Since 2006, the Chicago Climate Action Plan has initiated dozens of green projects with the help of these area organizations. And in less than three years, Chicago is becoming a greener city.

“Some of the [programs] we’ve already done include everything from retrofitting building units, trading in appliances, and building green roofs,” Malec-Mckenna said. “All of these things are part of what would make us a resilient city and help in the reduction of greenhouse gas emissions.”

Even though initiatives in Chicago alone can’t lower global temperatures, simple actions can make a different for comfort. For instance, a roof garden that replaces a black tar roof can significantly reduce building temperatures.

One of the more ambitious projects was the green renovation of Chicago’s Merchandise Mart, which was completed in 2008. “Our iconic Merchandise Mart  – the largest commercial building in the world – underwent LEED certification and retrofitting,” Malec-Mckenna said.

LEED, or Leadership in Energy and Environmental Design, is a designation given only to buildings that meet strict green building codes. “As a result, they’re now saving almost 10 percent of their annual operating costs,” she said.

However, Chicagoans shouldn’t start celebrating right away. “We think we’re a really green city, and we’ve done a lot of great things,” Malec-Mckenna said. “But it’s not nearly enough to turn around the effects of [global] climate change.”

A major component of the climate plan is a thorough assessment of Chicago’s environmental strengths and weaknesses. During the past three years, dozens of reports have been published on topics ranging from how to  measure and breakdown Chicago’s carbon-dioxide emissions to a study of city trees – an indicator of the how the changing climate is affecting local flora.
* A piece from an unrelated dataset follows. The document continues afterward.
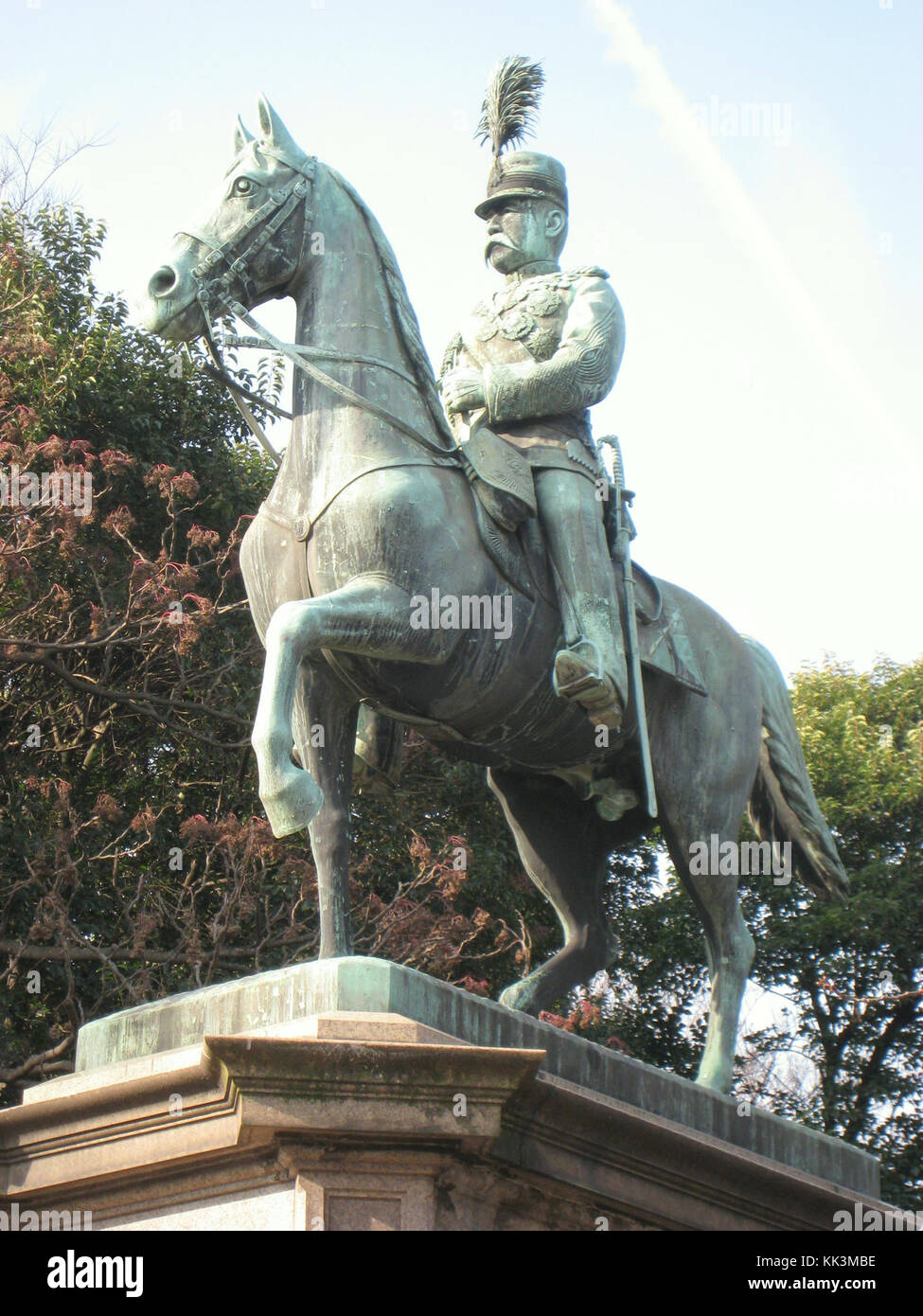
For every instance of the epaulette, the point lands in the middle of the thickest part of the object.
(589, 272)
“The work that we’ve done is very much grounded in research,” Malec-Mckenna said. Research dollars come mostly from the government, but also from affiliated organizations. “We have to be flexible and malleable and figure out how the program should change based on new opportunities.”

Despite the promising economics of energy conservation and energy alternatives, Malec-Mckenna stressed the difficulty of getting people excited about climate change. Although the public may not be interested in the environment, almost everyone is interested in money. “A big driving force that always has been and always will be an issue in the economy,” Malec-Mckenna said.
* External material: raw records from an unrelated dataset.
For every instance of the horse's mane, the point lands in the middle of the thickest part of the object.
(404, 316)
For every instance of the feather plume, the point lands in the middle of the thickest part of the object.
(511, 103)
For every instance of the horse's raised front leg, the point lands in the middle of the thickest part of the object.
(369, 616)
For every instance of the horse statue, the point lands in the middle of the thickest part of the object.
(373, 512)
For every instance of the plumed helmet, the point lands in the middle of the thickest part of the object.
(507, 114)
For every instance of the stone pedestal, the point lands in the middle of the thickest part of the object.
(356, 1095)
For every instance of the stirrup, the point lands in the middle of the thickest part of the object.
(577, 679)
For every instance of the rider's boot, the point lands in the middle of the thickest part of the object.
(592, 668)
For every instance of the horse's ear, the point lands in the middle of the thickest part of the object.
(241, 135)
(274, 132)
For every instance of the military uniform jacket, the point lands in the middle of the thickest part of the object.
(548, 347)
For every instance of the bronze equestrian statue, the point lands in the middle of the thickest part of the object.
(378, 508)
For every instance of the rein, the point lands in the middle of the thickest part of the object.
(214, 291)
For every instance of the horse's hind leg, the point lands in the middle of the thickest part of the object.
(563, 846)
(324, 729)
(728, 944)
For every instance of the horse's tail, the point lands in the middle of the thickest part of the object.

“What’s green is green,” she said. “What’s good for the environment is often good for the economy and vice-versa. This is really an economic development strategy that happens to have environmental benefits.”
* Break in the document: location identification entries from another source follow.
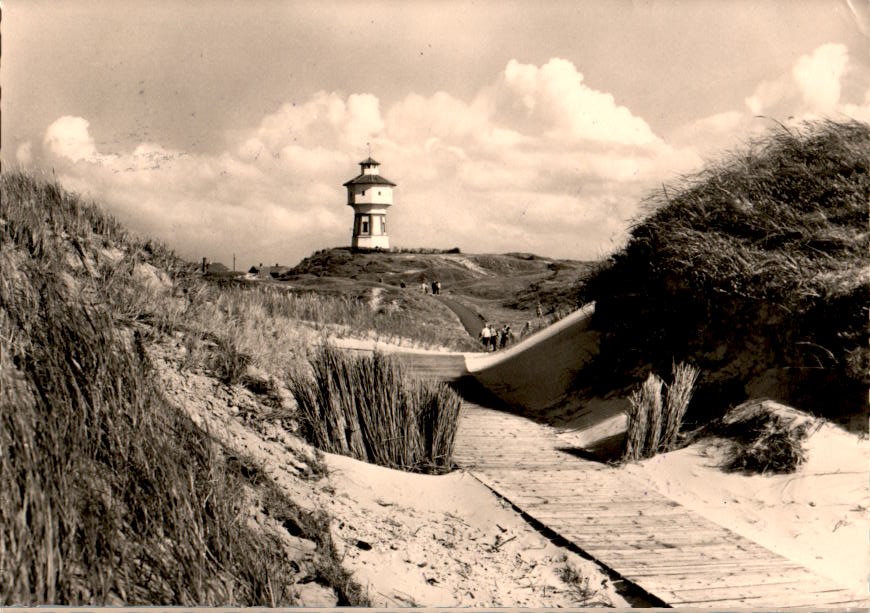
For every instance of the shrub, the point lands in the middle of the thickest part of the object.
(679, 393)
(756, 262)
(366, 407)
(654, 424)
(108, 494)
(761, 440)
Malec-Mckenna said that people are not always aware of the financial benefits of green projects. “We’ve done a really bad job of demonstrating the economic value of environmental actions,” she said. “It’s all been anecdotal. Anecdotal isn’t going to fly when you’re trying to potentially shift an economy around these opportunities.”

Malec-Mckenna said she realizes that Chicago can’t become green overnight. “It’s always a work in progress,” she said. “We’re going to learn a lot, we’re going to succeed and fail, but the most important thing is that we need to have a process where we’re taking in new ideas and making them possible in Chicago and across the world.”